The legislation would create a USD 1 billion per year programme through the Department of Transportation’s Maritime Administration (MARAD) to develop the next generation of clean shipping technology and infrastructure. 

The lawmakers said the bill would help to address harmful pollution that comes from the shipping industry, a major but often unrecognised source of greenhouse gas emissions and port pollution. 

Through the development and usage of new technologies— such as zero-emission ships, cleaner marine fuels, and better port equipment— the programme seeks to protect the health of port and coastal communities, and help the US reduce its climate pollution.

They added that the bill would also help the United States keep up with other countries in Europe and Asia that are already investing heavily in clean shipping technology. The bill would ensure that the U.S. leads in the future of shipping, rather than rely on technology from other countries.

“Shipping plays a vital role in our economy, and at the Ports of Los Angeles and Long Beach, but it should not come at the expense of the health of our families,” said Rep. Barragán. 

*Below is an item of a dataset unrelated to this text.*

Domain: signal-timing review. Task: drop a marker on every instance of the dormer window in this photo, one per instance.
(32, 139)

“The Next Generation Shipping Act is about investing in cleaner technologies, supporting American jobs, making sure the United States leads in the future of maritime innovation, all while making sure we do so in a way that preserves public health. By acting now, we can protect our communities, strengthen our economy, and build a more sustainable shipping industry for generations to come.”

“The Next Generation Shipping Act is forward-thinking legislation that will help revitalise the U.S. maritime industry and boost our economic competitiveness. As the federal government looks to expand commercial shipbuilding capacity, the U.S. must invest in cleaner ships and technologies to compete globally,” said Antonio Santos, Federal Climate Policy Director, Pacific Environment. 

“The bill provides much-needed funding to position the US to be a leader in the development of next-generation vessel technologies and sustainable maritime fuels, while creating good-paying jobs and supporting workforce training. We thank Representative Barragán, Representative Carter, and Senator Van Hollen for introducing this important legislation and call on Congress to pass this bill to spur the market for building the advanced ships of the future.”